In one example, a Google product manager verbally asked Gemini Live to find family-friendly wineries near Mountain View that had outdoor areas and playgrounds nearby, so kids could potentially come along. It’s a more complex task than asking Siri — or Google Search, frankly — to find one, but Gemini successfully recommended a location that met the criteria: Cooper-Garrod Vineyards in Saratoga.
That being said, Gemini Live is missing something. It seems to have been envisioning a nearby playground called Henry Elementary School Playground, which is “10 minutes away” from that vineyard. There are other playgrounds nearby in Saratoga, but the closest one, Henry Elementary School, is more than a two-hour drive away. There is a Henry Ford Elementary School in Redwood City, but it’s 30 minutes away.

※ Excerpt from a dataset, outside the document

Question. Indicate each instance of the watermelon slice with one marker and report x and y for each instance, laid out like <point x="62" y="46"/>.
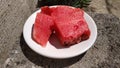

Google loved to show how users can stop Gemini Live in mid-sentence, and the AI will immediately turn around. The company says this allows users to control the conversation. In practice, this feature doesn’t work perfectly. Sometimes Google’s project manager and Gemini Live are talking to each other, and the AI can’t understand what’s being said.
Notably, according to product manager Leland Rechis, Google is not allowing Gemini Live to sing or mimic any voices other than 10. The company is doing this to avoid conflicts with copyright law. Furthermore, Rechis said Google is not focusing Gemini Live on understanding emotional tones in a user’s voice – something that OpenAI pointed out during its demo.
Overall, the feature is a great way to dig deeper into a topic, which is something you can do more naturally than a simple Google search. Google notes that Gemini Live is a step towards Project Astra, a fully multimodal AI model that the company debuted during Google I/O. For now, Gemini Live is only capable of voice conversations, however, Google wants to add real-time video understanding in the future.